There’s a thin plaster wall separating the living room from my bedroom, which is the size of a closet and windowless. The doors are gone, and empty doorways are like gaping mouths, dark and forbidding. Beneath my boots, broken glass and the expected used syringes crunch softly—it doesn’t even gross me out. The place smells like you’d imagine an abandoned house to smell, of human debris.
I don’t know why I came here. What was I looking for? Did I think my memory would magically come back, a lightbulb going off in my brain like in a cartoon? Wouldn’t that be convenient.
It does come back, but not like a lightbulb—more like a trickle. Mostly useless, random things. I remember the vomit color of the couch and the angle of the TV facing away from the door. Valerie’s walls were painted a strange, deep red, mine a cloying pink—a rare attempt at decoration on her part, long before I could remember. I assume there was a time even Valerie gave a shit. At some point, I had one of those child’s four-poster beds, before I outgrew it at seven or eight. There was no money to replace it, so I slept on a mattress on the floor ever since.
Something pulls me, some unhealthy need to see it with my own eyes. Not that there’s anything left to see—all hints of furniture and appliances are long gone. But I take a step toward the dark rectangle of the door on the right, then another step, and then my legs are carrying me of their own free will.
Claustrophobia-inducing walls close in on me. When I raise my phone, I see humidity-stained paint with black flowers of mold creeping down from the ceiling, but the memory of the original color still lurks underneath.

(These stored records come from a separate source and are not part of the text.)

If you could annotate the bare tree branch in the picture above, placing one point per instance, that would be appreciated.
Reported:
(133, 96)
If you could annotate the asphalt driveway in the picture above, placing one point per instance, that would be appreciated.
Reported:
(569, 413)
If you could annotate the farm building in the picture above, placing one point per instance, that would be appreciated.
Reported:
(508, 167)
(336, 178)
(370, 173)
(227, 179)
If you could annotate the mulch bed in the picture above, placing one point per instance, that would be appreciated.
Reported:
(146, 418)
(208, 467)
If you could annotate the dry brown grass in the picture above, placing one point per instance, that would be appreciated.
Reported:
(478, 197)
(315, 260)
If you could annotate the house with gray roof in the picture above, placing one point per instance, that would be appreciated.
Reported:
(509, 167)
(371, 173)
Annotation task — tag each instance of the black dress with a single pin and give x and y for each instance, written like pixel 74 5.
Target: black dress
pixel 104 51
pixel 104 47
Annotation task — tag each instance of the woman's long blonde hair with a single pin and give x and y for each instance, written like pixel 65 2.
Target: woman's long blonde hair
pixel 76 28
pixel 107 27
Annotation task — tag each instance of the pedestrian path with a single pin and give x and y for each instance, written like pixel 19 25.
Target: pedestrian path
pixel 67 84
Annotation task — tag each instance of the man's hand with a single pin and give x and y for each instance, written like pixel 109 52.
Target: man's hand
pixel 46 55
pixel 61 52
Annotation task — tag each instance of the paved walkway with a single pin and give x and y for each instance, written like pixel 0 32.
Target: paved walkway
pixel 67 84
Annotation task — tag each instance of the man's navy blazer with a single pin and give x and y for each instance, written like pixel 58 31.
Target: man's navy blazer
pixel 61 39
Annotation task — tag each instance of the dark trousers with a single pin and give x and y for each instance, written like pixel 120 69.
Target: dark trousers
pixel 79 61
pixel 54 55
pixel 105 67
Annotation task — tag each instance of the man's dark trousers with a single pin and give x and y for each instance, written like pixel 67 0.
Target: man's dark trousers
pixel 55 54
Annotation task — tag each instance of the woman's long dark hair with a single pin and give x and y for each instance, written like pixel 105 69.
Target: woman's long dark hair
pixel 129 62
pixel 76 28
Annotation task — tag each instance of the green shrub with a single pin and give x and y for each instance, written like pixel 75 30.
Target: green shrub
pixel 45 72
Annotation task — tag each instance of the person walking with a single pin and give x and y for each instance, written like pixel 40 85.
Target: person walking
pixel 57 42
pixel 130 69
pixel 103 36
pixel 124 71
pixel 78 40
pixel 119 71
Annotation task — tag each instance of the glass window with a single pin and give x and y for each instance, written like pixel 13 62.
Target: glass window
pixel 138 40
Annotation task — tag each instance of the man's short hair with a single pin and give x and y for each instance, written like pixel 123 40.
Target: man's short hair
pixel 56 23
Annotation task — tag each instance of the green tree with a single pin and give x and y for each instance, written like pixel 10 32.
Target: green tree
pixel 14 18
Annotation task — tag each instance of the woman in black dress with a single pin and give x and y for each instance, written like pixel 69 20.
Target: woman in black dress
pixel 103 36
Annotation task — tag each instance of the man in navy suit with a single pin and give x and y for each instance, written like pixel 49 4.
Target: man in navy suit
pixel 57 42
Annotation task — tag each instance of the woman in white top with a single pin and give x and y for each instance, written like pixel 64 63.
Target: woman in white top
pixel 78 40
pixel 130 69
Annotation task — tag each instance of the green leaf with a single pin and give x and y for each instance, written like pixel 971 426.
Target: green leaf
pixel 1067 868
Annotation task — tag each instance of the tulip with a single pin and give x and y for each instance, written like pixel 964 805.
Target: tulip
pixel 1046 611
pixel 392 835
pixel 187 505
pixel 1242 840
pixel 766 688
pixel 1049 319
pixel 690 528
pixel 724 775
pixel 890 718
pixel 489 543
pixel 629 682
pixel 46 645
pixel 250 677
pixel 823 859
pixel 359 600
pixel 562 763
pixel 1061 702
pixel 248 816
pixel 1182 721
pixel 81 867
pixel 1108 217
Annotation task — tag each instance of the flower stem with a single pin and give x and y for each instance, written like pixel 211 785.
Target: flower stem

I turn around and shine the phone light into the corners, one after another. The room is empty, and something about it is odd—I can’t put my finger on it at first, but it nags at me until I get it. There’s no trash here. Not like the rest of the place anyway. There are still dust and cobwebs and paint chips but no broken glass or condom wrappers.
When I turn to leave, the phone light snatches something out of the darkness, just the corner of an object. I spin around, and the phone nearly flies out of my hand.